« Pour garantir notre sécurité, nous avons mis nos troupes en état de vigilance », n’a pas hésité à déclarer mercredi 23 février la présidente taïwanaise TsaiIng-wen pour rassurer sa population alors que les troupes russes sont en train d’envahir l’Ukraine. Depuis des années sous la menace d’une invasion militaire de la République populaire de Chine qui considère Taïwan comme une province chinoise, les autorités de Taïpei, qui ont condamné l’invasion russe, surveillent de très près l’évolution de la situation en Ukraine.

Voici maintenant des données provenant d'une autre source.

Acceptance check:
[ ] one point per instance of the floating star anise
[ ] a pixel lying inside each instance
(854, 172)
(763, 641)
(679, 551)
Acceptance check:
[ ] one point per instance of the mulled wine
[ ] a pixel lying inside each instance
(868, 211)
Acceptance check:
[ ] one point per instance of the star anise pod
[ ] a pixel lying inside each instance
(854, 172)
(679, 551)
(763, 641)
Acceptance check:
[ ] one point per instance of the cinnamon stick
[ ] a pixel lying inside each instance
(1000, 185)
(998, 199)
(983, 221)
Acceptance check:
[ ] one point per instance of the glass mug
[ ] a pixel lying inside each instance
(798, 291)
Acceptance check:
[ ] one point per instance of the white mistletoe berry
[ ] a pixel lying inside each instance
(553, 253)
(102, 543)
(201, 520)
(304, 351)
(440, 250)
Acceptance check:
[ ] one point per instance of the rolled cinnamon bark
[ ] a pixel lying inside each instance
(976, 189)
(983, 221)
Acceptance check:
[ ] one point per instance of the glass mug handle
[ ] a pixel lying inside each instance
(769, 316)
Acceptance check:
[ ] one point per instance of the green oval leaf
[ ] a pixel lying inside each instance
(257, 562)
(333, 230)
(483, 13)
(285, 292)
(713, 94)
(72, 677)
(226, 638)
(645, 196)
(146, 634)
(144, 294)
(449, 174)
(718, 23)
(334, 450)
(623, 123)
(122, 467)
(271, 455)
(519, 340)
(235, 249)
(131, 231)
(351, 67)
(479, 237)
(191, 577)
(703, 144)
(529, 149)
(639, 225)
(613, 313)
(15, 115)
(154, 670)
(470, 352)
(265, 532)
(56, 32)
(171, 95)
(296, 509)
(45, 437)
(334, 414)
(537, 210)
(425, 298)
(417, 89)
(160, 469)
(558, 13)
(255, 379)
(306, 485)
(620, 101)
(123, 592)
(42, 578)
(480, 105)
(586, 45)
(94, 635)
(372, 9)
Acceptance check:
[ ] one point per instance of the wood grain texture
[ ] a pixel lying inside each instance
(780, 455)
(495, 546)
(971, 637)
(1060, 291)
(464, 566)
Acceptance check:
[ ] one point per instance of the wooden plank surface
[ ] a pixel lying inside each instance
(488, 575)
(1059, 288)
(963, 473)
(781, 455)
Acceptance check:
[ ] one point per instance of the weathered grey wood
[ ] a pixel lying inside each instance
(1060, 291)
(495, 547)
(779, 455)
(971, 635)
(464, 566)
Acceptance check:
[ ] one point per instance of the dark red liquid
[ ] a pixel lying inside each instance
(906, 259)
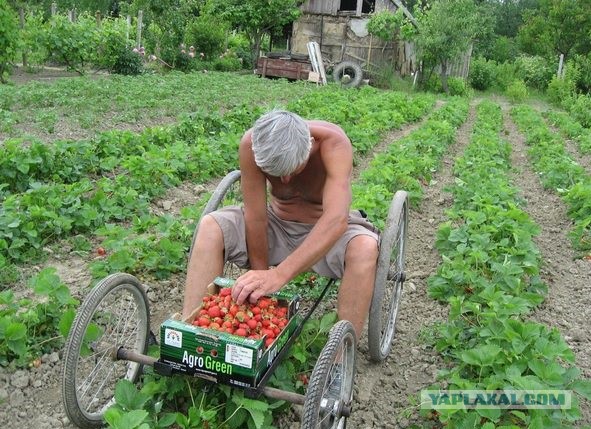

Un scénario que pourrait parfaitement suivre la Chine lorsqu’elle aura décidé d’annexer Taïwan.
« Il est certain que la Chine va utiliser l’invasion ukrainienne par la Russie à son avantage », réagit Antoine Bondaz, chercheur spécialiste de la Chine à la Fondation pour la recherche stratégique (FRS). « Elle observe et apprend (Watch and Learn) et adopte la stratégie du “silence stratégique” en ne critiquant pas la Russie », ajoute-t-il. Pour lui, le plus important pour la Chine est d’évaluer la nature et l’ampleur des sanctions de l’Union européenne (UE) contre la Russie. « Si l’UE ne décide pas de fortes sanctions contre la Russie, alors la Chine saura qu’en cas d’invasion de Taïwan, l’UE n’en prendra pas non plus contre la Chine. »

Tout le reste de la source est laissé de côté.